君の表情が少なくなったことや、目の奥が変わったのも気づかないわけがない。だけど気づかないフリをするしかない気持ちを、距離をおきたいのにおけない気持ちを、君は知らなかっただろう。それなのに、簡単に不安になって距離を取ろうとする君は卑怯だ。追いかけてきてほしいその見え隠れする気持ちに気づいて君を追いかけたのに、君は全く追いかけて来ない。

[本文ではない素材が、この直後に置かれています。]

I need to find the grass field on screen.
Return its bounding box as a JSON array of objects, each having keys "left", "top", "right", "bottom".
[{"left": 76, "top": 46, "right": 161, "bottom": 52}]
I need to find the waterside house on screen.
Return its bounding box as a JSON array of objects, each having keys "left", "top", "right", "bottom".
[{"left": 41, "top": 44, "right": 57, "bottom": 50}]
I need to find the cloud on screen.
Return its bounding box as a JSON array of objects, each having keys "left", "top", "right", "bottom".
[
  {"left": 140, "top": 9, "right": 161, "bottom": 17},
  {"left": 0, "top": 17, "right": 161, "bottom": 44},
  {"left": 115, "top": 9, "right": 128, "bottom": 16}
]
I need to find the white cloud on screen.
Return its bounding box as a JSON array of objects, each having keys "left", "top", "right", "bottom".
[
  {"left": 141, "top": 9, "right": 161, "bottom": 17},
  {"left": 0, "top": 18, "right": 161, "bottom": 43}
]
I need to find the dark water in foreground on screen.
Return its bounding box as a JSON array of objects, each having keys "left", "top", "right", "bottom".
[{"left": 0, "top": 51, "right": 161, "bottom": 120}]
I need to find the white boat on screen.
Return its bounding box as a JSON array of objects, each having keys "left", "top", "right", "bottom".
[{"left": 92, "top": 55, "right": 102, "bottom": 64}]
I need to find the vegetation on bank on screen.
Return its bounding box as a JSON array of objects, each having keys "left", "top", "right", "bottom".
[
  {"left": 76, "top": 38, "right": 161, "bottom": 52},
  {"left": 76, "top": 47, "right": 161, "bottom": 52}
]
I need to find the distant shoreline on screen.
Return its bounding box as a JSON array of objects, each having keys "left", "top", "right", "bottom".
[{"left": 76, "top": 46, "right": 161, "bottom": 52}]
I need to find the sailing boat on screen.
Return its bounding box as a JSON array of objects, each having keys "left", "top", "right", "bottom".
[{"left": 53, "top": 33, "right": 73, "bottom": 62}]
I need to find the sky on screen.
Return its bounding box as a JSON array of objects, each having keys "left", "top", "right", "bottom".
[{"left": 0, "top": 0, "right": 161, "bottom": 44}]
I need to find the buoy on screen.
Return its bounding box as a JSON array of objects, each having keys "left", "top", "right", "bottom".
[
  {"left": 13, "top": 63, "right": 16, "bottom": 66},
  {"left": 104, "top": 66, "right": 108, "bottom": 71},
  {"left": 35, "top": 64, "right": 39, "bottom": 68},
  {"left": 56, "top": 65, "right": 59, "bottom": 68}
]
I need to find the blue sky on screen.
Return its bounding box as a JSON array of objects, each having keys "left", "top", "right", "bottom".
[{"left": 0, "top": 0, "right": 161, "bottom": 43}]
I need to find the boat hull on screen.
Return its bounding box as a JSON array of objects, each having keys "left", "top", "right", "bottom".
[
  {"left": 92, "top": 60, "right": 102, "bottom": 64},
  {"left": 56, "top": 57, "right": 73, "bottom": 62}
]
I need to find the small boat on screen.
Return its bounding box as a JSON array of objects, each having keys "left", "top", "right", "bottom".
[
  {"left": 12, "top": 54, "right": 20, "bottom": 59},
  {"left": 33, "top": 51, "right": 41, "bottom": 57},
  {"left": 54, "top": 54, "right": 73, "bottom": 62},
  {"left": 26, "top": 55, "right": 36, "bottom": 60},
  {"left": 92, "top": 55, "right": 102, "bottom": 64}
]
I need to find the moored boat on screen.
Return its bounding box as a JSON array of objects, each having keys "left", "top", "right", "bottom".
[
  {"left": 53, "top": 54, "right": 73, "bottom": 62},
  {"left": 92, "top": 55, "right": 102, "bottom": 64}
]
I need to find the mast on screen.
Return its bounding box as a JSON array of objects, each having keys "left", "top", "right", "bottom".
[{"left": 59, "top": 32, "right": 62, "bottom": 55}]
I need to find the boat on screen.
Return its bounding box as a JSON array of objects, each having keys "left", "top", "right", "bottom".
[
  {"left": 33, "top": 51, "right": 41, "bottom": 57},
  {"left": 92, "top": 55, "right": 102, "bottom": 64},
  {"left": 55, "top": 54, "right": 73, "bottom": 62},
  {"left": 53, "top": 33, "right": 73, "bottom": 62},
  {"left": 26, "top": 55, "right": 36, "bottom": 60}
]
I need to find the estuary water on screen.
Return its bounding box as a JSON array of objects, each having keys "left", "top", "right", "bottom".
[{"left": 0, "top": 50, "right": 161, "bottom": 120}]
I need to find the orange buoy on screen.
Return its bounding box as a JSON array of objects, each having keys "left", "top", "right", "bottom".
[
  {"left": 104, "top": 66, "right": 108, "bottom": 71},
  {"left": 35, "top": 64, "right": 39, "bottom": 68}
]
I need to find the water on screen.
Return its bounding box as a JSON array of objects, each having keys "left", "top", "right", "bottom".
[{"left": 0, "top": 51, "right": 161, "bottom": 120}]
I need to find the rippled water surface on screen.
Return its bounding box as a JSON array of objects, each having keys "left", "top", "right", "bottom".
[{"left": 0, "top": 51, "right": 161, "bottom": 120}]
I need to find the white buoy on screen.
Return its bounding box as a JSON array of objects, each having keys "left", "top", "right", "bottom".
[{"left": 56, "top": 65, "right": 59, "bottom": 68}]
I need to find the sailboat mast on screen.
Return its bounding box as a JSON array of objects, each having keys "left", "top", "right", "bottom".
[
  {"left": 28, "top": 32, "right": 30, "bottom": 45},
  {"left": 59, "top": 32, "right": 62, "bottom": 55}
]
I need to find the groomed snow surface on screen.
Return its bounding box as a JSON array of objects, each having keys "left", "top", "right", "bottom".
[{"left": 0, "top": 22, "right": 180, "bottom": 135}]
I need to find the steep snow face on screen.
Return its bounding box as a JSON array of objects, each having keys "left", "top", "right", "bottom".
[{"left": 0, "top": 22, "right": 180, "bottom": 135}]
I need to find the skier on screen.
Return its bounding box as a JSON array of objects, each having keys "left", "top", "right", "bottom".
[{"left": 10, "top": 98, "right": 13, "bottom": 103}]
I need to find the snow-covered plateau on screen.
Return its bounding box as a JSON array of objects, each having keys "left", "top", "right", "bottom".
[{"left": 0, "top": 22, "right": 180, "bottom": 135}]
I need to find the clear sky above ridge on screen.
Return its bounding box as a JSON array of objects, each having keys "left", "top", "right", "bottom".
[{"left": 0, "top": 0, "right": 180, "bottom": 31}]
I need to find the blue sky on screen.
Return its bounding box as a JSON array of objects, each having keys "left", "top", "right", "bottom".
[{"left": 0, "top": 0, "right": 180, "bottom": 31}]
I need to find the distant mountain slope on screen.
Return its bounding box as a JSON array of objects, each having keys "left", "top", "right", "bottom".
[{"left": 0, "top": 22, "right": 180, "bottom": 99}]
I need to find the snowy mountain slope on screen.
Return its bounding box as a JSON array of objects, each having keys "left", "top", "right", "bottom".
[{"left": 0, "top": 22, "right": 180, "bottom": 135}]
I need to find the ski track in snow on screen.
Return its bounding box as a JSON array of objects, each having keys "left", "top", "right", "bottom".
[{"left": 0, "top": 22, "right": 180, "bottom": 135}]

消し忘れてたメモには、君が大事なことを言う時だけの、照れ隠しの敬語を見つけた。

"君のことをわかってたと思うよ"

なんて、最後に自惚れた一言を言われた。
敬語で言うことを忘れた君の最後のウソだった。君は何もわかってなかった、わたしも君を分かろうとしなかった。二人して最後までうそつきの予防線ばかり貼り続けていた。

敬語のメモを見つけて何度も忘れないように、
あの景色を変えないように大事にしていた。
けれど、もうその敬語もいらない。
君の声も忘れた。

バスのなかから見つけた二人に、笑みが溢れた。もう、僕は過去を通り過ぎることができる。